Google's earnings teach it all the wrong lessons
Shareholders will likely be relieved by Google's standout performance in the first quarter. The stock, which had been sinking like a rock, will almost certainly rebound. And Google's self-satisfied executive team will congratulate themselves once again. Hubris, reinforced by the numbers, reigns at the Googleplex.
A pity. In the long run, a humbling would have helped Google. Instead, CEO Eric Schmidt's trademark cockiness was on display — to the point that he lied about the progress of its search for a replacement CFO. (Schmidt said in the earnings call that no offers had been made; we've heard two candidates have turned down the job so far.)

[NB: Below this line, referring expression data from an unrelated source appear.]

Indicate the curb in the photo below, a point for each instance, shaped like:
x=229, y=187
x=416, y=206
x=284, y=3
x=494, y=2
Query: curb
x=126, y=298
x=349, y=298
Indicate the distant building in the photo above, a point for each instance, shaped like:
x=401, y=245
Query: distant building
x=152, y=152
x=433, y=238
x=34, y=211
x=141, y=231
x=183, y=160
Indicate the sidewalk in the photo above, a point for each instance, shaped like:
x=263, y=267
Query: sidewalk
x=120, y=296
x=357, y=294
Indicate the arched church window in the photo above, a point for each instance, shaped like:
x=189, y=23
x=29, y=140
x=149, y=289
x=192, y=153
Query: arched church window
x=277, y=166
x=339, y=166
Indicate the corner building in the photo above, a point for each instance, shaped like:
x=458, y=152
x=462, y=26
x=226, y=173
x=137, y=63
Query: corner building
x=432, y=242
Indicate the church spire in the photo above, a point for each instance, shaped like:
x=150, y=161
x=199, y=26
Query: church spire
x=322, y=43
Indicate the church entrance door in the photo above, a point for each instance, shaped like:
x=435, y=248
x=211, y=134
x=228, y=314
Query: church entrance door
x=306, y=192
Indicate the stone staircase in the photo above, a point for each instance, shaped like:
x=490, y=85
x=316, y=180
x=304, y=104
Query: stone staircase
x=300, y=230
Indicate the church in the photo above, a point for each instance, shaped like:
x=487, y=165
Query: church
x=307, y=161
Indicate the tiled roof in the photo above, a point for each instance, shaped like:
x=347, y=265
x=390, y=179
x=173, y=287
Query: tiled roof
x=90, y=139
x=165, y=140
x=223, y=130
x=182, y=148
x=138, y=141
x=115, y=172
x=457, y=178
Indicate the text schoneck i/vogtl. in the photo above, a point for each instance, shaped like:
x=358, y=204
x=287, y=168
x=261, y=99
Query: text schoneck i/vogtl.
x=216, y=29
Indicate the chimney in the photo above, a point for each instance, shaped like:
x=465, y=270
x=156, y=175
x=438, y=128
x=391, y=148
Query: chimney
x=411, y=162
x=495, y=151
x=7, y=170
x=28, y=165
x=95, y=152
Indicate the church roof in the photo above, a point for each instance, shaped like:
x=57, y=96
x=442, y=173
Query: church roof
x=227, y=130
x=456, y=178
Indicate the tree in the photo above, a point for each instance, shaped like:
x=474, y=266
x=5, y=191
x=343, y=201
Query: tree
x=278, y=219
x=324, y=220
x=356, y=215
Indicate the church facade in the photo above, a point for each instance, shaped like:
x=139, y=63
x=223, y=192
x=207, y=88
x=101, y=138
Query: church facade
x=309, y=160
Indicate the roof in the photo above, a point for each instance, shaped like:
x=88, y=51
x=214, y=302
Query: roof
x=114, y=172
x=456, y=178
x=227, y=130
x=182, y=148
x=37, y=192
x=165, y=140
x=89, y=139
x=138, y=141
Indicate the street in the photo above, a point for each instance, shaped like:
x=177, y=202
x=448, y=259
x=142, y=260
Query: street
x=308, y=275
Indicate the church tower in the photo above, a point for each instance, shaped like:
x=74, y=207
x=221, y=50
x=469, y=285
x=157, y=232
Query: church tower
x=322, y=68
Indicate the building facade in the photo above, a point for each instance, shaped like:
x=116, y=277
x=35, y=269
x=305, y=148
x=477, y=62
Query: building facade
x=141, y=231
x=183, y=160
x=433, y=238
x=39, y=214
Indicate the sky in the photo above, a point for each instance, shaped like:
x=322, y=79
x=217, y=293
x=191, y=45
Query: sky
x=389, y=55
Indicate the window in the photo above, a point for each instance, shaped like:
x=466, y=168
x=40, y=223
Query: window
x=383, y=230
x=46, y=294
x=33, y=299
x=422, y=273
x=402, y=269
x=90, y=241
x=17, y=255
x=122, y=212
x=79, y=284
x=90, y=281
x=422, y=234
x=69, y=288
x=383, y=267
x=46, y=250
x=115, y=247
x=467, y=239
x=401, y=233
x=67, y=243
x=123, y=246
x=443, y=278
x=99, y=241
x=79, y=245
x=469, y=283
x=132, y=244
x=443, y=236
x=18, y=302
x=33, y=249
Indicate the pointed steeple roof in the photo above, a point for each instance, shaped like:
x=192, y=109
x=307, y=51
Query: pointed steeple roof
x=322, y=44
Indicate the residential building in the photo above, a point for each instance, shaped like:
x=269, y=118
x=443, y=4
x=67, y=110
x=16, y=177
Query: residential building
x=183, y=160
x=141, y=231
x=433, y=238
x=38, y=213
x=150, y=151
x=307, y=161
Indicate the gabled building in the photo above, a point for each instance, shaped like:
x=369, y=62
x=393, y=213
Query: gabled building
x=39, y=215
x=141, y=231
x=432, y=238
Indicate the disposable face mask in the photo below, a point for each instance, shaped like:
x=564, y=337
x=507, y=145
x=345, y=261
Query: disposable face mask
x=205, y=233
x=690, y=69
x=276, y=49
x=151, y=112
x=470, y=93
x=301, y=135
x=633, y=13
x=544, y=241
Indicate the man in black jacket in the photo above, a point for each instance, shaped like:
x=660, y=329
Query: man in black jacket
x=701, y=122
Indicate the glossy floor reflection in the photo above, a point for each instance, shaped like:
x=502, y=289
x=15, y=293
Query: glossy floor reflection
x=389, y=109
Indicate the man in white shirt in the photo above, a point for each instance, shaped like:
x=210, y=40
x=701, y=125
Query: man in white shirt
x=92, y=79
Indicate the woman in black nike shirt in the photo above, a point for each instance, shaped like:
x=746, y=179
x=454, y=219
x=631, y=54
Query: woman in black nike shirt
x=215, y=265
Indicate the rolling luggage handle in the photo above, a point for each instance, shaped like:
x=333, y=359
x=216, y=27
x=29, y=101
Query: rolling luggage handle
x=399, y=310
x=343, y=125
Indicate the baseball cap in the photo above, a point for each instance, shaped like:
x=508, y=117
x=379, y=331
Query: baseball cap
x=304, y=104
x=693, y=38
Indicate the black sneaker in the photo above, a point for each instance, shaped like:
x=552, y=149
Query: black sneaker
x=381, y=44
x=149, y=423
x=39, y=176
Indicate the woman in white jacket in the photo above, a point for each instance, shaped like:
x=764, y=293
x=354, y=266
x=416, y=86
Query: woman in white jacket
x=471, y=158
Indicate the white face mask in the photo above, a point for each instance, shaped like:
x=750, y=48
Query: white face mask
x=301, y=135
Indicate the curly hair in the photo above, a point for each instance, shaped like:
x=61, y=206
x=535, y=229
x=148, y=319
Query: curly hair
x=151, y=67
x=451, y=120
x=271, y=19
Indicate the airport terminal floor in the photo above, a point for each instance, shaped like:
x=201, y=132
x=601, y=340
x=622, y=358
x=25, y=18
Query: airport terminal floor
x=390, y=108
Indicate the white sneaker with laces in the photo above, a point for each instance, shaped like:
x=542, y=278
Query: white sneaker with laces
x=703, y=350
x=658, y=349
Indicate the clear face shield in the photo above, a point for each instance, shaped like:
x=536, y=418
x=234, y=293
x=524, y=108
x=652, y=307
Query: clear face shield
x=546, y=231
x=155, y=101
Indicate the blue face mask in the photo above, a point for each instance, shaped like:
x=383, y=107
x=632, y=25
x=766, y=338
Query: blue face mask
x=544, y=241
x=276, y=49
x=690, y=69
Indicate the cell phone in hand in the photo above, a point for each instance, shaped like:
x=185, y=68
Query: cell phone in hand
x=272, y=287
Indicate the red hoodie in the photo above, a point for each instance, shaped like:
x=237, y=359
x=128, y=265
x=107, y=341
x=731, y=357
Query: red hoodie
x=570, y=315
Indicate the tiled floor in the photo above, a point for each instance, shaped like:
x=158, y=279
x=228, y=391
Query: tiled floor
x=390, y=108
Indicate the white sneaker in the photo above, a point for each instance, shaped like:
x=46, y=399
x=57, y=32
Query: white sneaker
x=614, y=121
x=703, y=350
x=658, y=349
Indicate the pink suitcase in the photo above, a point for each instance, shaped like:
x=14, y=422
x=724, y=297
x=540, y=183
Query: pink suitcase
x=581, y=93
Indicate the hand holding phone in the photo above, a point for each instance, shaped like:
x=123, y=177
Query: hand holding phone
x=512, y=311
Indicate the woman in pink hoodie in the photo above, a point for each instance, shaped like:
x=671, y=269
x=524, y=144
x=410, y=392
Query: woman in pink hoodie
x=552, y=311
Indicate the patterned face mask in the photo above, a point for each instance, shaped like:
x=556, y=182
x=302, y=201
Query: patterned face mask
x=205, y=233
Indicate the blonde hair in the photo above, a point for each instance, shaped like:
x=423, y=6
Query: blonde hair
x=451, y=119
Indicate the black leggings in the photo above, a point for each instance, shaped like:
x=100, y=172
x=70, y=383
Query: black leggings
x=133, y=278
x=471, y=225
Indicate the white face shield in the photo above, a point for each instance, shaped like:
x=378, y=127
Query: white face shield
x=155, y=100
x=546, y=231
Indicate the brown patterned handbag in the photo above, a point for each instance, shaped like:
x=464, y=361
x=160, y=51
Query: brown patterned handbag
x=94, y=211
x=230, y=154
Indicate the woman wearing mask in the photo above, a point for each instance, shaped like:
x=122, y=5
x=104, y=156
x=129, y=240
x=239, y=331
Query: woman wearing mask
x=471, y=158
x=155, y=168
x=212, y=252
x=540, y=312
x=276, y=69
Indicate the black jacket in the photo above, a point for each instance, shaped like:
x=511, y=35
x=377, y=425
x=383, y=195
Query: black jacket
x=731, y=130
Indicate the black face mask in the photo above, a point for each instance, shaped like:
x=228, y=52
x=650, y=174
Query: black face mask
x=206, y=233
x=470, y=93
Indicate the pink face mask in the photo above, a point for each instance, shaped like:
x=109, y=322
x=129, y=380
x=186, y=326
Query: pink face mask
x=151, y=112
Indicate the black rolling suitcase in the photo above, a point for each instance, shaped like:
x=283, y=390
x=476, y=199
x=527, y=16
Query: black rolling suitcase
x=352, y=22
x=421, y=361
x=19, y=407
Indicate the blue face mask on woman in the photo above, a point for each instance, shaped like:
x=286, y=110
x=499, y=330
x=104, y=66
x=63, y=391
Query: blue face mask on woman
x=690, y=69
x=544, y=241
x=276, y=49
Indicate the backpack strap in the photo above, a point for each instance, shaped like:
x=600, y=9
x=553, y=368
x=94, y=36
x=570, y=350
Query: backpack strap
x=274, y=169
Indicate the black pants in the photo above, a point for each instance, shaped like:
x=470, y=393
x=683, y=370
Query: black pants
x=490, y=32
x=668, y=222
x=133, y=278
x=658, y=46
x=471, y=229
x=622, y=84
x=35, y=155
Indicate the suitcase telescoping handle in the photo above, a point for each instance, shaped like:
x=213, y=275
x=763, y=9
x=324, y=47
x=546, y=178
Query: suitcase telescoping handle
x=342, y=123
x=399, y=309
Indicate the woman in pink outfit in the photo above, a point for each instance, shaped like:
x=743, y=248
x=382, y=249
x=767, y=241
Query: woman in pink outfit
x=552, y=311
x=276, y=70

It's hard to imagine that an advertising downturn wouldn't hurt Google. Schmidt suggested that if economic conditions turned tough, Google would simply snap up more of the advertising market. And Google's failures? Someone else's fault. Sales chief Omid Kordestani blamed sluggish-headed advertisers for not embracing YouTube's video ads. Cofounder Sergey Brin suggested slow networks and lame phones were at fault for Google's still-nascent mobile-ads business.
Google, in short, remains in a bubble. Its fate is unaffected by the outside world, unless its executives need someone else — someone technologically inept, preferably — to take the fall. Just wait for Google to have a bad quarter. Expect to hear excuses so convoluted that it took an army of PhDs to come up with them.